WE URGE YOU TO CONTACT YOUR CLIENTS AS PROMPTLY AS POSSIBLE.
 
THE OFFER AND WITHDRAWAL RIGHTS EXPIRE AT 12:00 MIDNIGHT, NEW YORK CITY TIME, ON FRIDAY, MAY 30, 2008, UNLESS THE OFFER IS EXTENDED.
 
The Purchaser will not pay any fees or commissions to any broker, dealer or other person (other than the Information Agent and the Depositary as described in the Offer to Purchase) for soliciting tenders of Shares pursuant to the Offer. The Purchaser will, however, upon request, reimburse brokers, dealers, banks and trust companies for reasonable and necessary costs and expenses incurred by them in forwarding materials to their customers. The Purchaser will pay all stock transfer taxes applicable to its purchase of Shares pursuant to the Offer, subject to Instruction 6 of the Letter of Transmittal.
 
 

 
In order to accept the Offer, a duly executed and properly completed Letter of Transmittal and any required signature guarantees, or an Agent’s Message (as defined in the Offer to Purchase) in connection with a book-entry delivery of Shares, and any other required documents, should be sent to the Depositary by 12:00 midnight, New York City time, on Friday, May 30, 2008.

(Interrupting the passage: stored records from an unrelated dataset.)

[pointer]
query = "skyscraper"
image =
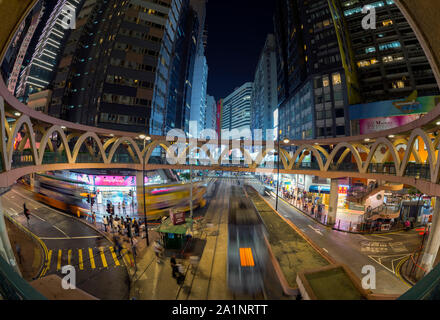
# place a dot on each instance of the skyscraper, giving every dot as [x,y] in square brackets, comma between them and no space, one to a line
[128,66]
[264,93]
[39,74]
[236,110]
[312,88]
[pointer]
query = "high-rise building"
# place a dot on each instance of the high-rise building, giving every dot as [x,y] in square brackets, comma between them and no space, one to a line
[391,66]
[200,77]
[39,73]
[312,87]
[128,66]
[14,59]
[264,94]
[210,116]
[236,110]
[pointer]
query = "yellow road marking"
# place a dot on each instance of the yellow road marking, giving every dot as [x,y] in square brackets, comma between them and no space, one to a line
[104,260]
[114,256]
[60,252]
[399,265]
[49,256]
[92,260]
[81,265]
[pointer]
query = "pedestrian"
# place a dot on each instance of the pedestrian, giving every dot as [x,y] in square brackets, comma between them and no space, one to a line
[110,222]
[174,268]
[180,274]
[18,250]
[136,228]
[104,221]
[158,249]
[134,243]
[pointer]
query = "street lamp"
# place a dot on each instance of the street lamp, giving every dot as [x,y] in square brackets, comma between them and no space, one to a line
[278,167]
[145,138]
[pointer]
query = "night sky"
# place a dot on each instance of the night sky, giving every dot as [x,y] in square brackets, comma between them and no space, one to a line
[237,31]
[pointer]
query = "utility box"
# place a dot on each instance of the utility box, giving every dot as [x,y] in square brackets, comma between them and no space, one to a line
[177,217]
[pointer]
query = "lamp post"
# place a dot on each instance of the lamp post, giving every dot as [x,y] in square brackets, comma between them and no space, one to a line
[278,168]
[146,138]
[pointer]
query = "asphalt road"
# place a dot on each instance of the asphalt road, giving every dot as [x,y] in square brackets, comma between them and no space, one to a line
[384,252]
[69,241]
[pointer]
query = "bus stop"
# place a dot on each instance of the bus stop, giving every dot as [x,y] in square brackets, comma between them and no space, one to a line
[175,237]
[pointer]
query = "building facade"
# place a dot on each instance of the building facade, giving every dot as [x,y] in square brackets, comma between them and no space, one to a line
[128,66]
[210,115]
[264,94]
[391,66]
[312,88]
[236,109]
[40,72]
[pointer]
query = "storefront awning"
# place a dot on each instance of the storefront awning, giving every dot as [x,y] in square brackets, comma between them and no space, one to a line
[319,189]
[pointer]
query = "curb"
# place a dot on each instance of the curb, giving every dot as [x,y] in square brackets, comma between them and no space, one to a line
[332,227]
[304,236]
[43,248]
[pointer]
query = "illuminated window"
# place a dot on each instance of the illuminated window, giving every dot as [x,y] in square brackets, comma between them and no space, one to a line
[336,79]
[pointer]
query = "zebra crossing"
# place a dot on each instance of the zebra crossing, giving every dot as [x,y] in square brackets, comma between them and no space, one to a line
[86,259]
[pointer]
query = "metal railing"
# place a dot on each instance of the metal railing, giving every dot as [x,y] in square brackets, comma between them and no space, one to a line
[14,287]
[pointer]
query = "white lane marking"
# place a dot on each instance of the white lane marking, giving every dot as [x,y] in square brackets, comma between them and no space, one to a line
[61,231]
[70,238]
[316,230]
[16,205]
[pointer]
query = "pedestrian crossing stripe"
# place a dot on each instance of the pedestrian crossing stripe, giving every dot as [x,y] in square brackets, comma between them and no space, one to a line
[60,252]
[81,265]
[69,257]
[104,260]
[49,256]
[56,258]
[115,258]
[92,260]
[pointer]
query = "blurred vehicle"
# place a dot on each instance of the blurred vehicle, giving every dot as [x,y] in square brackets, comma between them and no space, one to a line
[161,198]
[247,251]
[62,195]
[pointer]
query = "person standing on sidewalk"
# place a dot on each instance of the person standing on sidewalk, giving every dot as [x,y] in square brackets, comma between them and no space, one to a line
[104,221]
[136,227]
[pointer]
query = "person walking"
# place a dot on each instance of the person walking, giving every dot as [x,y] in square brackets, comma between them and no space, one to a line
[110,222]
[136,227]
[105,222]
[174,268]
[18,250]
[158,249]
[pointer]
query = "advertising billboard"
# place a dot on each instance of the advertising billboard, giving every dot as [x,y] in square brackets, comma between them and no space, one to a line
[392,108]
[372,125]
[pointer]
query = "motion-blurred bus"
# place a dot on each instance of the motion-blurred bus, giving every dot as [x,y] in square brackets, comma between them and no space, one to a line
[161,198]
[63,195]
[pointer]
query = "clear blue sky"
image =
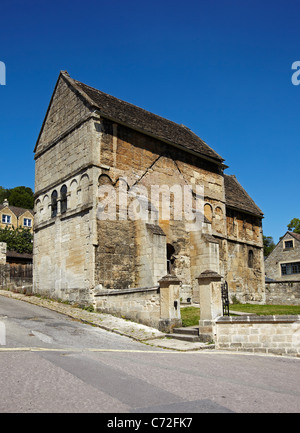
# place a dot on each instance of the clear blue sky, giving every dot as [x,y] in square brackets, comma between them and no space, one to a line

Any inquiries you may have with respect to the Offer should be addressed to, and additional copies of the enclosed materials may be obtained from, the undersigned at the address and telephone number set forth on the back cover of the Offer to Purchase.
 
 
Very truly yours,
 
 
MacKenzie Partners, Inc.
 
NOTHING CONTAINED HEREIN OR IN THE ENCLOSED DOCUMENTS SHALL CONSTITUTE YOU THE AGENT OF RWD ACQUISITION I LLC, ROBERT W. DUGGAN, THE INFORMATION AGENT OR THE DEPOSITARY, OR AUTHORIZE YOU OR ANY OTHER PERSON TO USE ANY DOCUMENT OR MAKE ANY STATEMENT ON BEHALF OF ANY OF THEM IN CONNECTION WITH THE OFFER OTHER THAN THE DOCUMENTS ENCLOSED HEREWITH AND THE STATEMENTS CONTAINED THEREIN.